Erosion, Saturation, and the Seasonal Waltz
Soils are vulnerable to erosion, with sandy soil being the prima ballerina in this scenario. Clay soils, on the other hand, can drown in saturation, losing their bearing capacity. Seasonal swelling and shrinkage, the slow dance of clays with water, bring their own set of challenges. Discover how these movements impact your home and learn how to keep the dance floor stable.
Shear Failure: When the Music Stops
Shear failure is the point where the music stops – when the foundation soil can’t bear the weight of the footing. Post-construction causes include significant load increases, reduced lateral support, and, in clay soils, saturation issues. It’s the grand finale of challenges, and we’ll help you understand the moves to prevent it.
Site Classes: Where Your Home Likes to Groove
We conclude with a cheat sheet of site classes, from the ‘Stable Dance Floor’ to the ‘Watch Your Step’ zones. Discover where your home likes to groove and ensure it’s on solid ground.

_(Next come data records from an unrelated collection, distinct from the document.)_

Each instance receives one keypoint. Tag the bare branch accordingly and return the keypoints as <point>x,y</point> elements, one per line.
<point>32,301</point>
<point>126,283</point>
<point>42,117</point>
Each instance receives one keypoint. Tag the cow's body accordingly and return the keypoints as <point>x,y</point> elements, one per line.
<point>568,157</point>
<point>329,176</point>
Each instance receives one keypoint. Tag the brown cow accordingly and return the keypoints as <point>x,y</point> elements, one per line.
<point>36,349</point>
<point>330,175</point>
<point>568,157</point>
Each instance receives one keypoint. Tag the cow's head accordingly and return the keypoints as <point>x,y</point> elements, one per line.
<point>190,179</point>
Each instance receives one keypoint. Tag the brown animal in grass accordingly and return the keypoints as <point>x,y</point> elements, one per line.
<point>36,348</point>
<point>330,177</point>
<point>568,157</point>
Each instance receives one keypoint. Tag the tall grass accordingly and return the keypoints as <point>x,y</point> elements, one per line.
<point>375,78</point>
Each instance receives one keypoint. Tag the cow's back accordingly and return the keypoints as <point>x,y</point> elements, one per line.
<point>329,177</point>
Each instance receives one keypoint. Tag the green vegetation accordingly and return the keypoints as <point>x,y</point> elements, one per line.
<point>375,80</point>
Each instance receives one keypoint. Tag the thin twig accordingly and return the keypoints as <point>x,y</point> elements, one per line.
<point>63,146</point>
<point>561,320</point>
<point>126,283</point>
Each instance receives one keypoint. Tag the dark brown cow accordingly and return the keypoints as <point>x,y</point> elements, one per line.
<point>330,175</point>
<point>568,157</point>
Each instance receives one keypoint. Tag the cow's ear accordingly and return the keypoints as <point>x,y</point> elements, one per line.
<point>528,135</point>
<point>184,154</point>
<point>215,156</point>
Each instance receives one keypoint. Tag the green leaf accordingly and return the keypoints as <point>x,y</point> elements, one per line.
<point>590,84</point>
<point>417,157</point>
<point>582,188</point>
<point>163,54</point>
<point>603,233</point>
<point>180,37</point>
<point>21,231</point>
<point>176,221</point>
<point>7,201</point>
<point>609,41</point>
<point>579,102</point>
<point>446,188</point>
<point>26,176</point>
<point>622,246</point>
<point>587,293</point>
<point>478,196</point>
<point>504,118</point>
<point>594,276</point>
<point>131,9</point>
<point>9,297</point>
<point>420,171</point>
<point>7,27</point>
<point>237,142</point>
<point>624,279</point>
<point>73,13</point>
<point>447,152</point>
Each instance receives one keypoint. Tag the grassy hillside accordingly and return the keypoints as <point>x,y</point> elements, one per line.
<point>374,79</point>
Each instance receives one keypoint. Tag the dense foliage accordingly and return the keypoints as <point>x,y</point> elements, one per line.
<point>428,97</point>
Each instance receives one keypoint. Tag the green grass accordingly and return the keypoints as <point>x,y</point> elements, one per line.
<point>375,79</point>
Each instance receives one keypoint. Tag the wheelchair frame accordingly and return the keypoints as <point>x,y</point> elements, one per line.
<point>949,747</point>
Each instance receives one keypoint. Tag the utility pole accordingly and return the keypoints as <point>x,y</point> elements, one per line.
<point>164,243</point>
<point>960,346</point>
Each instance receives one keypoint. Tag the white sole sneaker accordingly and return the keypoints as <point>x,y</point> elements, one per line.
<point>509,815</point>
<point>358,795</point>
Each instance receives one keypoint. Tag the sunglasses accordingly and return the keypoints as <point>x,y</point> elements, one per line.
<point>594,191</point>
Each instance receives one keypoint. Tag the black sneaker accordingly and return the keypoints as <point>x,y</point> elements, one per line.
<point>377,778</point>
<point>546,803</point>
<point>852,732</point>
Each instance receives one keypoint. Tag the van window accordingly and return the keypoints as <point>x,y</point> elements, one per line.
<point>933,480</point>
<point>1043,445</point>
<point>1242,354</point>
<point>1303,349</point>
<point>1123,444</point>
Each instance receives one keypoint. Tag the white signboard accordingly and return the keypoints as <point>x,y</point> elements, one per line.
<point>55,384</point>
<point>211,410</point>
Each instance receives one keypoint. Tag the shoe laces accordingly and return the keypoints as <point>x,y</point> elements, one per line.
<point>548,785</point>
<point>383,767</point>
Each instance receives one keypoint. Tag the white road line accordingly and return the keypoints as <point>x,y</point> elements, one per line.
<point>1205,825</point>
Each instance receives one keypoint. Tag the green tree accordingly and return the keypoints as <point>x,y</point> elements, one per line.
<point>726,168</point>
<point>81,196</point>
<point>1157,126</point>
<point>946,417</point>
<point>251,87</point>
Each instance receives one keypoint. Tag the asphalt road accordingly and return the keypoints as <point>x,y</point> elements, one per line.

Conclusion: Navigating the Dance Floor of Homeownership
Understanding the dance of building movements is crucial for any homeowner. Armed with knowledge, you can ensure your home sways with elegance rather than stumbling through instability. So, let’s keep the dance floor steady, and may your home continue to waltz through the years with grace and resilience.
General Definitions of Site Classes
Most sand and rock sites with little or no ground movement from moisture changes.